- Ratua Location in West Bengal, India Ratua Ratua (India) Ratua Ratua (Asia)
- Coordinates: 25°12′00″N 87°55′39″E﻿ / ﻿25.2001°N 87.9274°E
- Country: India
- State: West Bengal
- District: Malda

Population (2011)
- • Total: 5,498

Languages
- • Official: Bengali
- • Additional official: English
- Time zone: UTC+5:30 (IST)
- PIN: 732205
- STD/ Telephone code: 03513
- Lok Sabha constituency: Maldaha Uttar
- Vidhan Sabha constituency: Ratua
- Website: malda.nic.in

= Ratua =

Ratua is a town in the Ratua I CD block in the Chanchal subdivision of Malda district in the state of West Bengal, India.

==Geography==

===Location===
Ratua is located at .

===Area overview===
The area shown in the adjacent map covers two physiographic regions – the Barind in the east and the tal in the west. The eastern part is comparatively high (up to 40 metres above mean sea level at places) and uneven. The soils of the eastern region are “hard salty clays of a reddish hue and the ground is baked hard as iron.” It lies to the east of the Mahananda River. The area lying to the west of the Mahananda River, the tal, is a flat low land and “is strewn with innumerable marshes, bils and oxbow lakes.” The tal area is prone to flooding by local rivers. The total area is overwhelmingly rural. There are two important historical/ archaeological sites in the area – Pandua and Jagjivanpur.

Note: The map alongside presents some of the notable locations in the area. All places marked in the map are linked in the larger full screen map.

==Civic administration==
===Police station===
Ratua police station under West Bengal police has jurisdiction over Ratua I CD block.

===CD block HQ===
The headquarters of Ratua I CD block is at Ratua.

==Demographics==
According to the 2011 Census of India, Ratua had a total population of 5,498, of which 2,850 (52%) were males and 2,648 (48%) were females. Population in the age range 0–6 years was 800. The total number of literate persons in Ratua was 3,053 (64.99% of the population over 6 years).

==Transport==
Ratua is on National Highway 131A/ State Highway 10 (partly common route).

Well connected to the district town Malda with regular Bus & Minibus Services.
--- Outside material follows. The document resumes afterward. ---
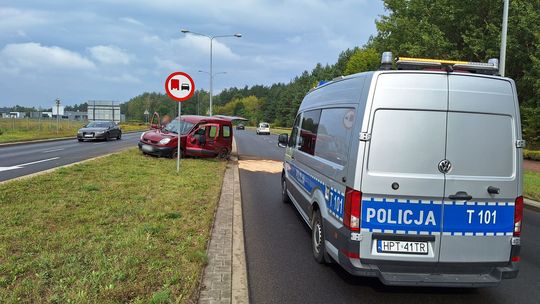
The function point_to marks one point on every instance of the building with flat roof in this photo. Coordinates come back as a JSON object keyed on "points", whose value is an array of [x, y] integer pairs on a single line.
{"points": [[104, 110]]}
You can also get a bus for Kolkata at Evening.

The nearest railway station is located at Samsi. It is well connected to Kolkata, Delhi, Siliguri, Katihar with various express train.

==Healthcare==
Ratua Rural Hospital at Ratua (with 30 beds) is the main medical facility in Ratua I CD block. There are primary health centres at Debipur (with 10 beds), Mahanandatola (with 10 beds) and Samsi (with 10 beds).